According to Moyo, we are experiencing three main economic trends: scepticism about globalisation, increased protectionism, and the increasing role of the state—all of which are interlinked. But she reminds us that trends adopted by opinion makers often become the consensus very quickly, perhaps too quickly, such as #democracyisgood #aidisgreat #freemarketsareefficient (the list goes on). These trends can be quickly undermined by events that go against the norm, sometimes known as ‘black swan’ events. Moyo analyses these trends, but it’s up to us to keep questioning them and the status quo.
In spite of previous trends advocating the market economy approach, popularised during the Reagan-Thatcher era and since retained by the West, Moyo shows that outcomes have not been supportive to those trends. Globalisation sceptics are being given more and more ammunition as studies such as ‘Globalization and the Great U-Turn: Income Inequality Trends in 16 OECD Countries’ by Alderson and Nielsen examine the potentially negative effects of living in an increasingly open and interconnected society. Is globalisation good for us or not?

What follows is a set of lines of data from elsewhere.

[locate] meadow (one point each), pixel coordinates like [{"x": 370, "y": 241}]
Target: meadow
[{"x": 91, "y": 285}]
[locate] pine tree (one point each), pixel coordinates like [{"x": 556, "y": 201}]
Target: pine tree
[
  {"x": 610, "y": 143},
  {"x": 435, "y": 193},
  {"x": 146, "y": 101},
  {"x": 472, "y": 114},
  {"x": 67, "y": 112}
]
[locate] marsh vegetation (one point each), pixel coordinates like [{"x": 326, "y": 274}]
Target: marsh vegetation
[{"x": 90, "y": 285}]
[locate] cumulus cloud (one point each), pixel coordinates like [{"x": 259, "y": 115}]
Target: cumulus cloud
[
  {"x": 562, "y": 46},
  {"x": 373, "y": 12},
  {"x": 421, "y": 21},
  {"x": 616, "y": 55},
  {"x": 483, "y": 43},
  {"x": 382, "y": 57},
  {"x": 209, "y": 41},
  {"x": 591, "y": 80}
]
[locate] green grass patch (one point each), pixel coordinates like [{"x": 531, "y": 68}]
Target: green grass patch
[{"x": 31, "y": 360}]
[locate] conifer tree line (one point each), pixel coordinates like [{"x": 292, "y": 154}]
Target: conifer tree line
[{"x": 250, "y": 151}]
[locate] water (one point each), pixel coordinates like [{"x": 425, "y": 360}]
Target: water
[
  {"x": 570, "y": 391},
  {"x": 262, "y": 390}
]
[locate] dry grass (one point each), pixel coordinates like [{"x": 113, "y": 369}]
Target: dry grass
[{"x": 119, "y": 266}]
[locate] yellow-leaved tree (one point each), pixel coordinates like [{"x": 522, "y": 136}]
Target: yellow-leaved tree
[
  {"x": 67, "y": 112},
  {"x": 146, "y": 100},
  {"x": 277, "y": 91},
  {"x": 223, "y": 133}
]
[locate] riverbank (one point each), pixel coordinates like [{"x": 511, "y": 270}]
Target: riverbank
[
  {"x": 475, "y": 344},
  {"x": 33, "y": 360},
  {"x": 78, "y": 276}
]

That brings Moyo to her second point: creeping protectionism has been the response to this challenge, as evidenced by recent trade agreements. Multilateral trade agreements have become increasingly difficult to negotiate. Bilateral agreements have soared in their absence. Between 1980 and 2005 free trade agreements have increased more than six-fold to more than 100 as compared to the 17 signed between 1958 and 1979. What impact will that have on the future exchange of goods and services?

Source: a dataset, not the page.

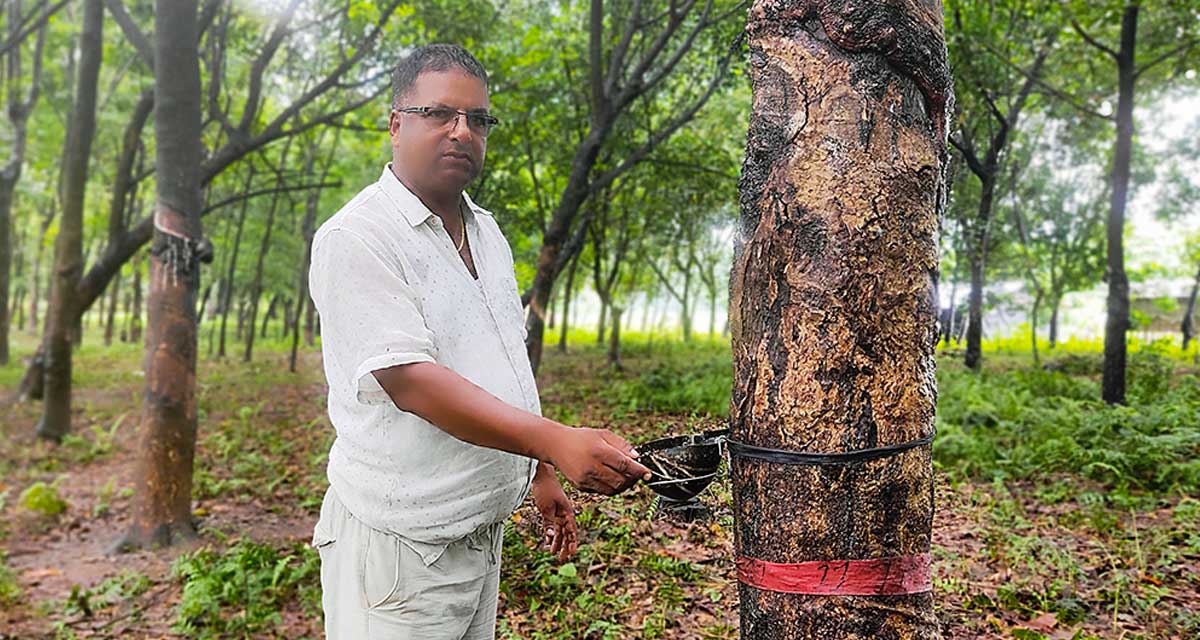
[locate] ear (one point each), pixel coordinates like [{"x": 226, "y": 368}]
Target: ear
[{"x": 394, "y": 123}]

Moyo illustrates the third trend, the increasing role of the state, by asking us “which do you think are the top three biggest employers globally?” [what follows feels like a silent drum roll]. In order of highest employer first, she tells us: the American government, the Chinese government, and finally Walmart. Big government is getting bigger. How much further can and should it grow?

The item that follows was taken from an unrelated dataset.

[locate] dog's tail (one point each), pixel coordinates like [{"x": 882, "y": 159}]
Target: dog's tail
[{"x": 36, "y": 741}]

Moyo draws our attention to recent political shifts challenging the notion that democracy is good. She believes in democracy herself, but shows it is a complex beast often undermined by the rise of illiberal democracies as well as the uncertain link with economic growth. Despite the trend that tells us democracy is a prerequisite for economic growth, Moyo says this may not be the case, giving empirical examples contrary to this trend. China’s development is a major black swan that disproves the argument that democracy is needed for economic growth, but studies including that of economist Adam Przeworski find that the level of economic growth can be a predictor of the stability of democracy. Just how important is democracy then? Not only does the evidence cause us to question the link between democracy and economic growth but it tends to be long-term process. Given the current political instability in Ukraine, and recent turmoil in Egypt, Turkey, and Brazil, Moyo reminds us that developing a stable democracy takes time.
Finally, let’s get down to business. Moyo is brief on this, but her main point is that everything happens in a shorter and faster time frame. CEOs have on average a lower tenure than before, the lifetime of a business is shorter and the duration that investors hold onto stock is also significantly shorter than before, says Moyo. How much has this changed? What impact does that have and is this good or bad?
An informative conference which highlighted the changing global picture, soon came to a close. More than the shifts presented, the three main sentiments I took away from this are that we ought to look at the facts, and as much of them as possible, we must not be afraid of what they show us and we should address them with humility and openness. That sounds like a reasonable basis for a constructive discussion.